Ever wonder how many Canadians suffer from cardiac arrest?
Here's your answer: "Up to 40,000 cardiac arrests occur each year in Canada - that is about one every 12 minutes," said David Sculthorpe, CEO of the Heart & Stroke Foundation of Canada.
It can happen to people of all ages and various degrees of fitness. It usually happens without warning and all too often, cardiac arrest can be deadly.
"On average, only five per cent of people who experience a cardiac arrest survive," Sculthorpe said.
However, many of these victims can be saved if people quickly call 9-1-1, start CPR and use an automated external defibrillator (AED), within minutes of someone collapsing.
The key, the Foundation says, is to make more AEDs available in public areas so they become as common as fire extinguishers.
In the spring of 2011, the federal government announced a $10 million plan to put AED's in more public facilities - including hockey arenas and community recreation centres across the country.
Last week, the Prime Minister confirmed the government's commitment to funding the plan.
That means the Heart & Stroke Foundation can start installing AEDs and training more people in the spring of 2013.
"With increased public access to AEDs and early access to CPR, the lives of thousands of Canadians could be saved every year," Sculthorpe said at the event.
Heart disease affects Canadians from all walks of life.
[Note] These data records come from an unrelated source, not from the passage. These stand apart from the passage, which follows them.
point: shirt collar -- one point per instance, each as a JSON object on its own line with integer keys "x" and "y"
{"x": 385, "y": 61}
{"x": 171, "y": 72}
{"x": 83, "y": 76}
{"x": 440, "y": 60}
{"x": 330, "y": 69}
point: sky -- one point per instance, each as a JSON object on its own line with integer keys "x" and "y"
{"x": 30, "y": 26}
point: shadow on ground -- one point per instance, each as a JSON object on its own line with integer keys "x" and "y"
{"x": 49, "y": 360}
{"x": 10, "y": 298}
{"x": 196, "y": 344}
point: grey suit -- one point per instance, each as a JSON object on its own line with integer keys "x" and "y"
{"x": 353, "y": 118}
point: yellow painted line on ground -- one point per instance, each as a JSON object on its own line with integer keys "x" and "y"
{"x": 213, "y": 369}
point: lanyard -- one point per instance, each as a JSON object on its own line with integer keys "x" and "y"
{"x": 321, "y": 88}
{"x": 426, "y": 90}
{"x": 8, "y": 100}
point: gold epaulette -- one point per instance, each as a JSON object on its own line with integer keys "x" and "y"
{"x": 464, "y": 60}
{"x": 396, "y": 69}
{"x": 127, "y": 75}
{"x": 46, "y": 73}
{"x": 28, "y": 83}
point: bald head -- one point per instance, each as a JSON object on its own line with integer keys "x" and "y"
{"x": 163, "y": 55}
Just ask former NHL-er Brett MacLean. He's only 23 years old, but after suffering a cardiac arrest at a pick-up game last summer, he had to give up playing pro hockey.
Check out his story, as told to CBC Sports, below:
MacLean survived thanks to an available AED and trained staff at the rink where he was playing, and he's now actively campaigning for the Heart & Stroke Foundation.
"The AED saved my life, and it's important for people to be trained," he said. "You never know when you might need it; it could happen to anyone, anywhere."
Cardiac arrests are only one aspect of heart health. All told, heart disease and stroke kill one Canadian every seven minutes, and 90 per cent of people in this country have at least one risk factor, according to the Foundation.
So, what can we do to keep our hearts healthier? Here are a few ways to lower your risk:
1) Know your family history: If your father or brother had a heart attack before the age of 55, or your mother or sister had one before they turned 65, you're at higher risk, so you should take extra care.
2) Maybe try a Mediterranean diet: a recent study conducted at the Hospital Clinic of Barcelona found that eating like people in the Mediterranean significantly lowers the risk of having a heart attack, stroke, or dying of heart disease.
That means lots of fruits, cooked vegetables and legumes, whole grains, and moderate amounts of wine, nuts, fish, and dairy products.
The results of the study were so clear that researchers actually cut it short for one group. So, if you're looking for a heart-friendly dish, consider some fish with a green salad and lots of olive oil, instead of a burger and fries.
3) Stand up for yourself: A lot of evidence has emerged recently that if sit down all the time, and don't get enough exercise, you increase your risk of developing blood clots on the brain, heart disease, diabetes, and even some cancers.
So yeah: a desk job is not necessarily the healthiest thing for you. Obviously, exercise is the best thing to do. But simply standing up can also help. Researchers say standing every day for an extra 90 minutes, can significantly lower your chances of developing diabetes, and may help with other health problems.